After a multi-day tryout in hot August weather, I was selected as the only walk-on member of the Yale soccer team. Yet, I was a “defender” in high school, and there already were ten skilled defenders on the team. I needed to switch positions and play offense. Despite my best efforts, however, I simply did not score goals. I did not see an achievable path to the starting lineup.
So, I tried out for the Yale tennis team as a walk-on. I won some matches and made the bottom of the team. Yet, with new skilled players arriving every year, I did not see a feasible path to the top nine who represented the university in varsity matches.
I could kick a soccer ball pretty far, and so I joined the Yale football team as a field goal kicker. I was intrigued by the pressure that field goal kickers experience, and I had dreams of winning a game on the final play. I rose to the first string on varsity as the “on-side kicker,” which is a position that may get zero or one kick in a game per season. That was too niche to merit the time commitment. Looking realistically at the three other kickers on the team, I concluded that I would not win the starting position as a field goal kicker.
Alas, there was a lot more to do at Yale than play sports. I left all intercollegiate teams after sophomore year and focused on being a student. In senior year, I applied for and was accepted as a graduate student at Cambridge University in England.
When I arrived at Cambridge, I met the men’s varsity ice hockey captain at a social event. He told me that graduate students could play for university teams, and that the better skaters came from Canada and the United States.

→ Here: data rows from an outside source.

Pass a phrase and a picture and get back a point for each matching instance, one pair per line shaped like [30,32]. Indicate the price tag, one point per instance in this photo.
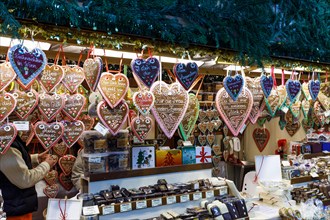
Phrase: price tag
[170,200]
[101,128]
[156,202]
[125,207]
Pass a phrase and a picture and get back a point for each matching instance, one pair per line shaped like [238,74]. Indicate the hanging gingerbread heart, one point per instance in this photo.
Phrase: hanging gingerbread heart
[141,126]
[73,105]
[143,101]
[7,75]
[27,65]
[66,163]
[7,105]
[92,69]
[73,77]
[234,113]
[145,71]
[26,102]
[113,118]
[189,120]
[48,134]
[186,73]
[72,132]
[50,77]
[261,137]
[8,134]
[171,103]
[113,88]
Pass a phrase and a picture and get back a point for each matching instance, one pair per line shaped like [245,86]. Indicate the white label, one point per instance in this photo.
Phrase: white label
[106,210]
[91,210]
[101,128]
[156,202]
[22,125]
[141,204]
[170,200]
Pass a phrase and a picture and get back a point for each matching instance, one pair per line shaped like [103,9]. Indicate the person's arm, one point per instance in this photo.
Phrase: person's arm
[14,168]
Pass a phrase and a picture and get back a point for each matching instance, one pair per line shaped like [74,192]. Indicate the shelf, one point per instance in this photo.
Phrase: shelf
[147,172]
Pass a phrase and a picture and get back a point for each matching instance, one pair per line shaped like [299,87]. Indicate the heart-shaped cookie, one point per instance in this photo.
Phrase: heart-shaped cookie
[73,105]
[234,113]
[26,102]
[50,105]
[48,134]
[145,71]
[113,118]
[73,77]
[186,73]
[113,88]
[92,69]
[171,103]
[27,65]
[8,134]
[66,163]
[50,77]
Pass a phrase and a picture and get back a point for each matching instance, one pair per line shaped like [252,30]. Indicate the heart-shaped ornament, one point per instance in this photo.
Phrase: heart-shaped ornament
[50,105]
[73,105]
[171,103]
[113,88]
[73,77]
[92,69]
[141,126]
[26,102]
[113,118]
[261,137]
[50,77]
[7,75]
[234,113]
[48,134]
[143,101]
[233,85]
[8,134]
[186,73]
[145,71]
[27,64]
[72,132]
[189,120]
[66,163]
[7,105]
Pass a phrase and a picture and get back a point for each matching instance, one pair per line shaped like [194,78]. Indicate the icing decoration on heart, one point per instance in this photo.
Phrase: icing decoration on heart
[171,103]
[266,83]
[234,113]
[7,75]
[92,69]
[7,105]
[143,101]
[113,118]
[188,122]
[233,85]
[72,132]
[141,126]
[26,102]
[73,77]
[261,137]
[8,134]
[113,88]
[186,73]
[48,134]
[73,105]
[145,71]
[66,163]
[50,77]
[50,105]
[27,65]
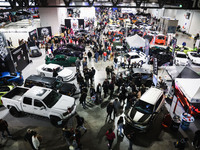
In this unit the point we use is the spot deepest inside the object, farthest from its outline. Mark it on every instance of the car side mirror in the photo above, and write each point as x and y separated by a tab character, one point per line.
41	108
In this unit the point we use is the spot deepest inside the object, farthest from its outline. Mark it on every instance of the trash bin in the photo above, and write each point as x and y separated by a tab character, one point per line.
176	121
186	119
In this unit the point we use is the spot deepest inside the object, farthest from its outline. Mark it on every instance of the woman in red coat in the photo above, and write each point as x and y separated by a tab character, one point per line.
110	137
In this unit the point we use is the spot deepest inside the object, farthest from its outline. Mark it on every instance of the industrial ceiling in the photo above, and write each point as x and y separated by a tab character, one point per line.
11	5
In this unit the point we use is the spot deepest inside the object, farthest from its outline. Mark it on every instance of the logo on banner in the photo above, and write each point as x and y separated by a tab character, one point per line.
44	32
3	50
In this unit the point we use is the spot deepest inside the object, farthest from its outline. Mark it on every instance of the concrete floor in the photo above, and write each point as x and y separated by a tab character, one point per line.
155	139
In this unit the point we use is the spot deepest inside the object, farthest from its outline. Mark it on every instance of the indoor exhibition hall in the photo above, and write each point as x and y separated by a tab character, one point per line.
99	75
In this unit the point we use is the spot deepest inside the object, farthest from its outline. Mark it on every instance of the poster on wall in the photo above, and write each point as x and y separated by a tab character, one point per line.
33	34
44	31
20	57
3	49
73	12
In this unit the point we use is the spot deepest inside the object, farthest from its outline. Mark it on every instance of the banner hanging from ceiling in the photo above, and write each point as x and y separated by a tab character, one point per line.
44	31
33	34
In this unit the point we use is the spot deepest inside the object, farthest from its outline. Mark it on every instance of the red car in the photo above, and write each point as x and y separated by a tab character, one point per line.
161	39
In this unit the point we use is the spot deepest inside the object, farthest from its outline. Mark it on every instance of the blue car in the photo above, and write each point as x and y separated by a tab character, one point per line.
9	78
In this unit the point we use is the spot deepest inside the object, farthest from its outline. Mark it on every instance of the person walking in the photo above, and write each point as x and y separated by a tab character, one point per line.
28	137
120	124
99	90
116	105
109	110
196	141
83	99
35	141
4	127
111	88
105	87
80	123
89	55
110	135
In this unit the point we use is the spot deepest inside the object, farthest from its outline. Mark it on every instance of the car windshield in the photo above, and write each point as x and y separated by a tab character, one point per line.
52	98
181	55
161	37
148	37
144	107
127	55
58	69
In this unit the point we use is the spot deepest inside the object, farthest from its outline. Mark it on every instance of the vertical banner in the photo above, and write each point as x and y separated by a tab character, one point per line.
147	47
155	66
20	57
33	34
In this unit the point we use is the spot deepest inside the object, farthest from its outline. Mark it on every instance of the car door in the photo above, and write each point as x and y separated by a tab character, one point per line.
27	105
48	72
39	108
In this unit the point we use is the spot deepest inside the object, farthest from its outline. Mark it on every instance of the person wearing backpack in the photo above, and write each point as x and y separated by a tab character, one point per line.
4	127
80	123
110	135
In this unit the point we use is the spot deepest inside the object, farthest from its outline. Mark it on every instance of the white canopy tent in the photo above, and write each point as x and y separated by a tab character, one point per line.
190	87
135	41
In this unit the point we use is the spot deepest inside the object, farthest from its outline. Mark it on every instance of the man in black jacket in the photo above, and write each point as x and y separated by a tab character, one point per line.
109	109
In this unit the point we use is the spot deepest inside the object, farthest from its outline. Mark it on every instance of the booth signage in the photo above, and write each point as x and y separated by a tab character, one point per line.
155	66
20	57
32	34
3	49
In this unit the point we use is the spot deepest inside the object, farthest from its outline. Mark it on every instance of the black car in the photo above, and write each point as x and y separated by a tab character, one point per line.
163	55
76	47
49	82
135	73
68	52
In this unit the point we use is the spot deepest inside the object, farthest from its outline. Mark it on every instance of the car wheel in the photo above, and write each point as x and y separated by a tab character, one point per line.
14	112
42	74
60	79
55	121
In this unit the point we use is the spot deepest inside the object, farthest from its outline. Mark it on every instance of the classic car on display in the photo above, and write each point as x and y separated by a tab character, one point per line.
35	52
76	47
7	78
68	52
5	89
184	49
180	58
146	75
135	57
52	83
194	57
162	54
64	74
65	61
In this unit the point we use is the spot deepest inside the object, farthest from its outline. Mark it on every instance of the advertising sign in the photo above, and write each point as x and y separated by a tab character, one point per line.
44	31
155	66
20	57
33	34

I hadn’t played full contact ice hockey since high school, but I had competed on a “no contact” intramural college team for the past four years. I saw this as one last chance to contribute to a varsity team.

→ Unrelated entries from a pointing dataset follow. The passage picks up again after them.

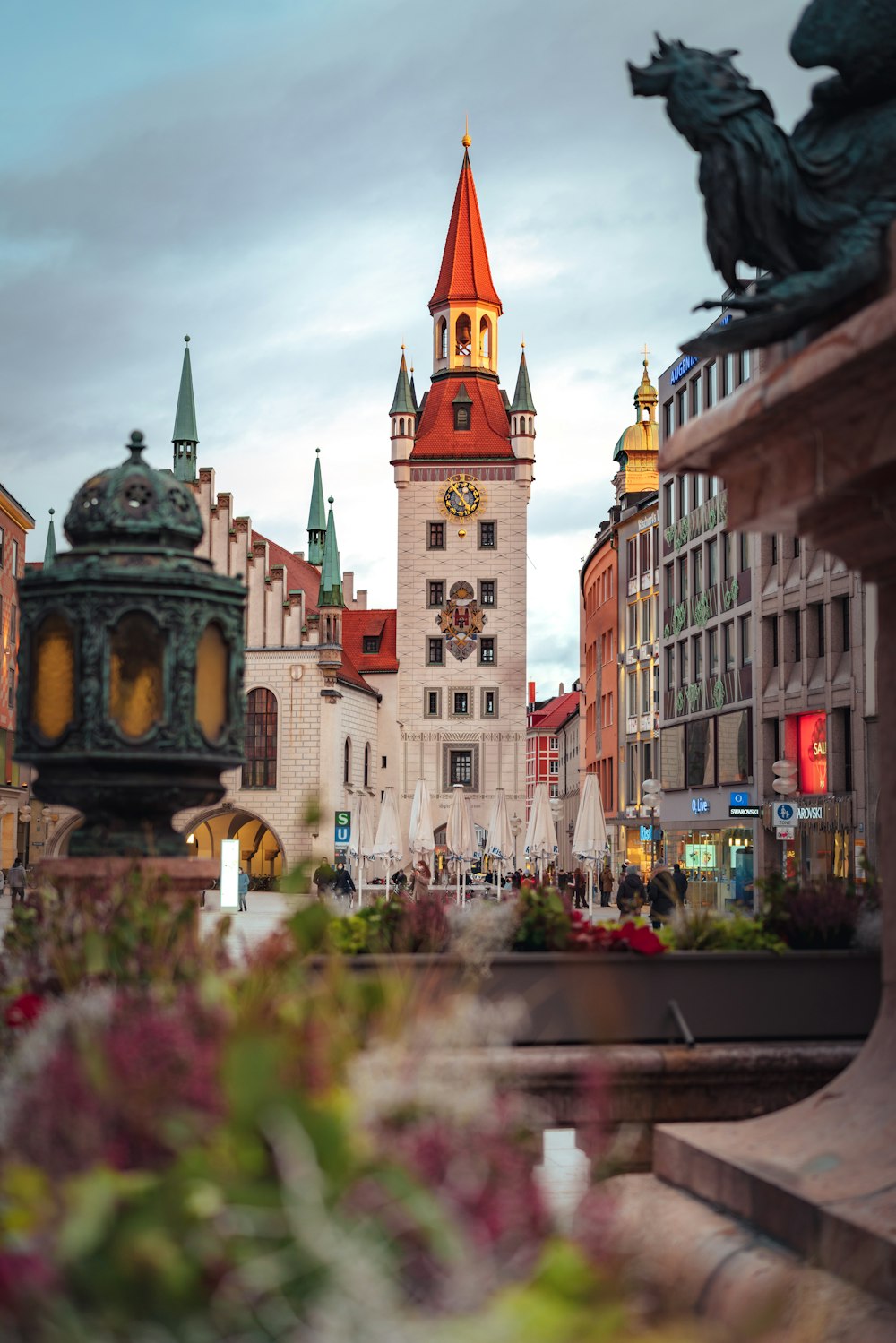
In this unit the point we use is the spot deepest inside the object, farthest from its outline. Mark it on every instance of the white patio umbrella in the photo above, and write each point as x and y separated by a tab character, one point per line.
387	842
540	833
460	837
421	837
500	839
590	834
362	839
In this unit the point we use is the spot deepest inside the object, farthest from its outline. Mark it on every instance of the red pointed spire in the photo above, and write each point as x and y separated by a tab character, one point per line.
465	273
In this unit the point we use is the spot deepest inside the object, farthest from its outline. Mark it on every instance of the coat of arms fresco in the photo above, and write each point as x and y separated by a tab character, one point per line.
461	621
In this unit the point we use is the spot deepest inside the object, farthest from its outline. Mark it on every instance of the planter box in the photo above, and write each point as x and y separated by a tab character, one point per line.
619	998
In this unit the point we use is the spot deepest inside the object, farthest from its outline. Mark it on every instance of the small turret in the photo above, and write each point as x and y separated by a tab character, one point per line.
522	423
403	422
316	517
50	549
185	438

My family shipped over my gear, I took up residence at the fitness center, the coach ON? allowed me to try out for the preexisting team, and I made the varsity. Shortly after I joined, two men of the first line got into an intense verbal argument and needed to be separated. The coach told me that our best player was an obnoxious jerk, but that we needed him skating on the top line. He put me on the first line with the difficult man, along with an affable third forward who already played on the top line.
I finished the season second on the team in both goals and assists. I finally contributed to a varsity team as a starting player. Ice hockey now reminds me that life presents unexpected opportunities. A person needs to remain open to seeing and seizing them.
After graduating from Columbia Law School, I went to work as a litigation associate for Day, Berry & Howard (now, Day Pitney). Two years later, my attorney father and several colleagues decided to leave their large law firm to start a boutique matrimonial law firm in Greenwich. I joined Schoonmaker & George as a junior lawyer, and I left eleven years later as a partner. I handled custody and financial disputes for high net-worth individuals.
I wanted to be a judge at that stage in my career. I spoke with the chair of the Judicial Selection Commission, who told me that before applying for a judgeship I should age another five years and broaden my work experience beyond matrimonial law.
I founded an appellate law firm known as the Schoonmaker Legal Group, LLC in 2007. Only a small percentage of family law cases result in appeals, after a judge imposes a solution following a contested trial. Appellate practice is great training for judges, who do not want their decisions reversed on appeal. Appellate matters almost always involve extreme complexity, high levels of interpersonal conflict, or both.
For fifteen years as an appellate lawyer, I worked on the same side as lawyers from dozens of different family law firms, appeared many times before the Connecticut Supreme Court and the Appellate Court, and served as Chair of the CBA’s Family Law Section. I was a frequent speaker at legal education programs in Connecticut and throughout the United States. I created my own e-newsletters, developed multi-media educational programs, and published dozens of articles in established journals. I also started teaching undergraduates as an adjunct professor at the University of Connecticut.
Through those interactions, I came to know Broder Orland Murray & DeMattie LLC. I had long admired their professionalism and their approach. When an opportunity to join the firm arose in 2022, I acted. I now spend more time on premarital agreements and less time on high conflict litigation. Decades of experiences forever will inform my thinking, however. I still handle appeals and contested trials. Yet, my primary focus now is on helping people resolve their family law matters in a civilized and respectful manner, alongside work colleagues with whom I enjoy working.
Fun Fact: Halfway toward the goal of attending all four major professional tennis tournaments.